We hope to use this page to outline the major functional units involved, and identify the various constraints, requirements and dependencies of each. This will help us to move forward on a unified approach to search, however that may be embodied. We should try to avoid detailed technical discussion such as formats, protocols, or transport mechanisms, processes and libraries for now.

Lead engineers from both existing projects (Beagle and Tracker) have pledged to work together to find an acceptable compromise.

2. Functional Components

2.1. Metadata Storage Engine

This component is responsible for storing and retrieving rich metadata related to an arbitrary URL. The URL which may not necessarily "exist" or have a physical location on either locally or on the network.

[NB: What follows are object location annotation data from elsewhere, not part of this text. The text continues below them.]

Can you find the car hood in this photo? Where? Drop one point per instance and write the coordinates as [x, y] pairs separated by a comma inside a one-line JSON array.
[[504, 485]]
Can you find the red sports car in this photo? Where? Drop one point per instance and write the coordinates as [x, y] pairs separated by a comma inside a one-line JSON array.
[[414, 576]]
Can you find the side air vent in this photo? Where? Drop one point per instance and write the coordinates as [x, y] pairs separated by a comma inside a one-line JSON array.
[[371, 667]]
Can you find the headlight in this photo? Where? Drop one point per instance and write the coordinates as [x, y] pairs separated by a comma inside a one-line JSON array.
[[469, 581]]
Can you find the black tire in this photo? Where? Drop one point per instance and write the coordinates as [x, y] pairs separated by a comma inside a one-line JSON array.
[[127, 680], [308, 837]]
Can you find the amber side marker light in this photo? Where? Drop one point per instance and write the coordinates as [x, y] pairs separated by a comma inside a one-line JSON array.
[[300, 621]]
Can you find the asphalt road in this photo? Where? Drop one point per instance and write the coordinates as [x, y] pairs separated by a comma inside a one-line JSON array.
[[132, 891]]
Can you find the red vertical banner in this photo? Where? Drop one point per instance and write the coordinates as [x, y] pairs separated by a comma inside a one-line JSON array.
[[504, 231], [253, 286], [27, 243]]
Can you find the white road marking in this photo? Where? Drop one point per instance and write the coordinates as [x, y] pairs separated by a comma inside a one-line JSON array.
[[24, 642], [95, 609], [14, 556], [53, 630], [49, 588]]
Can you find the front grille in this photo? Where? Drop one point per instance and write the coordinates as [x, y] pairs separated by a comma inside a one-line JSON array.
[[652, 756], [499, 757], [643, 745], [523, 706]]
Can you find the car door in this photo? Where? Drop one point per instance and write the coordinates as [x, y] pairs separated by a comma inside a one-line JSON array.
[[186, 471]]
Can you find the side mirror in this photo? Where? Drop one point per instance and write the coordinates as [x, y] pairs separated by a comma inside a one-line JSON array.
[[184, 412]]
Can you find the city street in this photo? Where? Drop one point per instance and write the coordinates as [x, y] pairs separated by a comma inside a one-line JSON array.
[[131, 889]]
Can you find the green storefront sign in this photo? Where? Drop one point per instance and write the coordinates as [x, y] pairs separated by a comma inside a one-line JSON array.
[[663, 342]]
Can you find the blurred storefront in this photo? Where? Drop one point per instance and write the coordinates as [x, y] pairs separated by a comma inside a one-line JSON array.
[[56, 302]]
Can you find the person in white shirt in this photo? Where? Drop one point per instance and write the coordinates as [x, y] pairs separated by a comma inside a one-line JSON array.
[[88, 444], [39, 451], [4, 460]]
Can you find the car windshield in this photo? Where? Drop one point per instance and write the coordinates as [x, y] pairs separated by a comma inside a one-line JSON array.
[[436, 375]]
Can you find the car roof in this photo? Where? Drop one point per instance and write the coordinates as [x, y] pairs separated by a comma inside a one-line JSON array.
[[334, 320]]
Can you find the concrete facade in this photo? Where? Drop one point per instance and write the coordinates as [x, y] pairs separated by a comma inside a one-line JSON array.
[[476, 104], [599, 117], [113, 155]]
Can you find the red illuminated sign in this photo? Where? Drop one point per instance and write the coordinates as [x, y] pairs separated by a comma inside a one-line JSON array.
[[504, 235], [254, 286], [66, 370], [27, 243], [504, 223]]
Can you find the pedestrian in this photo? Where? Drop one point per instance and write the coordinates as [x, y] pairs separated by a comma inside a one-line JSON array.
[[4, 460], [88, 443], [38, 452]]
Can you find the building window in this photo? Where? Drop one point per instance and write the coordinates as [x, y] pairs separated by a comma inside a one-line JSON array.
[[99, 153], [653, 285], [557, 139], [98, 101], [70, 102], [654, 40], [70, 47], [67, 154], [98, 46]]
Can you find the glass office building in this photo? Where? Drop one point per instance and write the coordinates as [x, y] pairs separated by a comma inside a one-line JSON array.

The metadata stored will consist of many kinds of information from strings to binary blobs to lists, though the internal representation of that data is internal the engine.

The metadata query interface exposed to users of the engine is naive. Users can:

Enumerate all metadata records for a given URL
Enumerate all known URLs with a certain metadata field set
- Filter these results using basic atomic matching rules (==, !=, <, >, contains)

The metadata storage interface exposed to users of the engine is naive. Users can:

Set/Add a metadata record value for a URL
Delete a specific metadata record for a URL
Delete all metadata records for a URL

The metadata stored may duplicate the inline metadata contained elsewhere such as in an on-disk file format. The metadata engine is not responsible for synchronizing data to or from such file representations. It simply responds to requests to store or retrieve data from it's storage backing store.

2.1.1. Constraints

Robust and scalable
Must support multiple on-disk storage locations (Joe)
- Why? -- AlexGraveley
  - Store on removable media
  - Read-only data stores shared by all users
Must be able to enumerate all known on-disk storage locations
Must store data in relational DB, like sqlite (Jamie)
- Why? Higher levels don't care how it's implemented.

2.1.2. Requirements

2.1.3. Dependencies

None.

2.1.4. Open Questions

2.2. Full-Text Indexer

2.2.1. Constraints

Robust and scalable

2.2.2. Requirements

2.2.3. Dependencies

None.

2.2.4. Open Questions

2.3. Crawling Agent

2.3.1. Constraints

2.3.2. Requirements

Crawling can be initiated via multiple channels
- Direct kernel invocation
  - Why? -- AlexGraveley
  - Faster start up time - no need to do a stat dance to work out all directories to be watched - JamieMcCracken
- Cron script
- Filesystem changes via inotify
  - Jamie says inotify fails for many files -- AlexGraveley
    - Then we need to fix inotify, or else it's completely useless
    - Inotify fails for remote mounts (NFS, SAMBA etc) JamieMcCracken
- Device mount / media insertion